# Improved Question-Answering Search Engines with Transformers, Retrieval & Re-Ranking


![](https://i.imgur.com/7SXKckD.png)

Transfer Learning is the power of leveraging already trained models and tune \ adapt them to our own downstream tasks.

# Retrival and Re-ranking

In Semantic Search we have shown how to use SentenceTransformer to compute embeddings for queries, sentences, and paragraphs and how to use this for semantic search.

For complex search tasks, for example, for question answering retrieval, the search can significantly be improved by using Retrieve & Re-Rank.
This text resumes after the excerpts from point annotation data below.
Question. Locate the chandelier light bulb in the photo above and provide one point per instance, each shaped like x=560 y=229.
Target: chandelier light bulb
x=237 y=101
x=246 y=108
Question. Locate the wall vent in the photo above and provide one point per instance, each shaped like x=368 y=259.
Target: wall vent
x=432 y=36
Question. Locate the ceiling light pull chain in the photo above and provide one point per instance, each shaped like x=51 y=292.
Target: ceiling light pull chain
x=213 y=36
# Retrieve & Re-Rank Pipeline

A pipeline for information retrieval / question answering retrieval that works well is the following. All components are provided and explained in this notebook:

![](https://i.imgur.com/yIXJRSo.png)


Given a search query, we first use a retrieval system that retrieves a large list of e.g. 100 possible hits which are potentially relevant for the query. 
For the retrieval, we can use either lexical search, e.g. with ElasticSearch, or we can use dense retrieval with a bi-encoder. Simple Lexical searches can be based on TF-IDF, BM25 etc.
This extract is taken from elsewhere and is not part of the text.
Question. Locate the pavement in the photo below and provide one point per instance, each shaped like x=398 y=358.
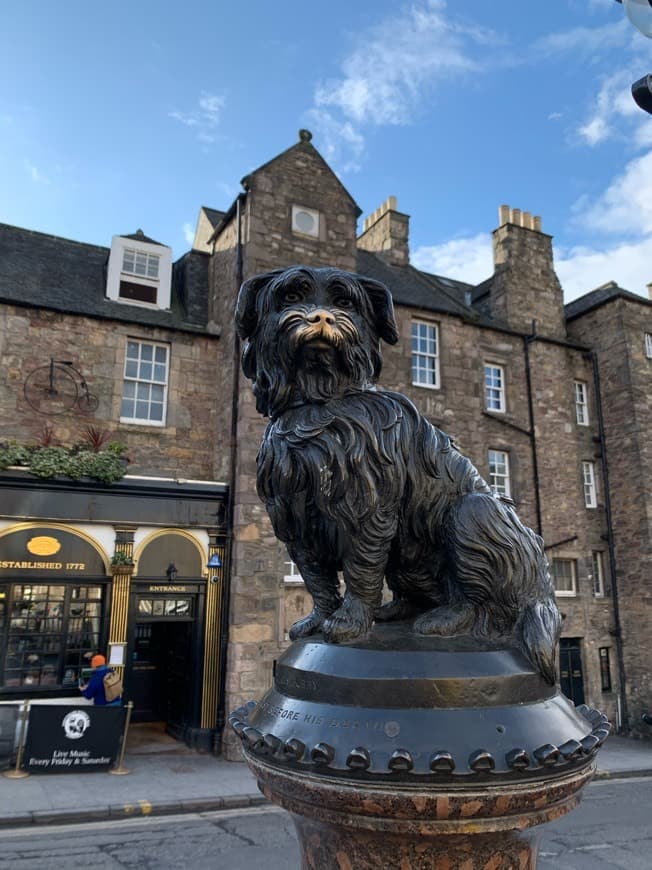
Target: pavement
x=165 y=777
However, the retrieval system might retrieve documents that are not that relevant for the search query. 
Hence, in a second stage, we use a re-ranker based on a cross-encoder that scores the relevancy of all candidates for the given search query.

The output will be a ranked list of hits we can present to the user.


## Retrieval: Bi-Encoder

For the retrieval of the candidate set, we can either use lexical search (e.g. ElasticSearch), or we can use a bi-encoder (semantic search) which is implemented in this repository.
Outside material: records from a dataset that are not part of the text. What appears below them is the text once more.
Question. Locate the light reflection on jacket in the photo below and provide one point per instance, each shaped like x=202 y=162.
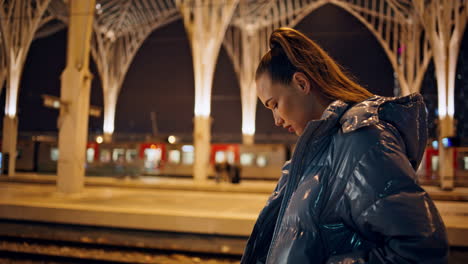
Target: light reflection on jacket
x=349 y=194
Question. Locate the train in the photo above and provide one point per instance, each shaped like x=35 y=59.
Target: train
x=258 y=161
x=120 y=159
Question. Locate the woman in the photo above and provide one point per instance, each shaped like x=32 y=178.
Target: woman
x=349 y=194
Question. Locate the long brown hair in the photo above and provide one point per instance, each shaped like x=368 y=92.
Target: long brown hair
x=291 y=51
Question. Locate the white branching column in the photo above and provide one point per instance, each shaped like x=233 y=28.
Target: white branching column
x=3 y=66
x=19 y=21
x=245 y=45
x=119 y=30
x=205 y=22
x=75 y=92
x=445 y=23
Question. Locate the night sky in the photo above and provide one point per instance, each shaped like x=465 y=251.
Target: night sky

Lexical search looks for literal matches of the query words in your document collection. It will not recognize synonyms, acronyms or spelling variations. In contrast, semantic search (or dense retrieval) encodes the search query into vector space and retrieves the document embeddings that are close in vector space.


## Re-Ranker: Cross-Encoder

The retriever has to be efficient for large document collections with millions of entries. However, it might return irrelevant candidates.

A re-ranker based on a Cross-Encoder can substantially improve the final results for the user. The query and a possible document is passed simultaneously to transformer network, which then outputs a single score between 0 and 1 indicating how relevant the document is for the given query.

![](https://i.imgur.com/PFgkrcI.png)

The advantage of Cross-Encoders is the higher performance, as they perform attention across the query and the document.

Scoring thousands or millions of (query, document)-pairs would be rather slow. Hence, we use the retriever to create a set of e.g. 100 possible candidates which are then re-ranked by the Cross-Encoder.





## Retrieve & Re-Rank Search Engine over Simple Wikipedia

This examples demonstrates the Retrieve & Re-Rank Setup and allows to search over Simple Wikipedia.

You can input a query or a question. The script then uses semantic search to find relevant passages in Simple English Wikipedia

In [1]:
!pip install -U sentence-transformers rank_bm25

Looking in indexes: https://pypi.org/simple, https://us-python.pkg.dev/colab-wheels/public/simple/
Collecting sentence-transformers
  Downloading sentence-transformers-2.2.0.tar.gz (79 kB)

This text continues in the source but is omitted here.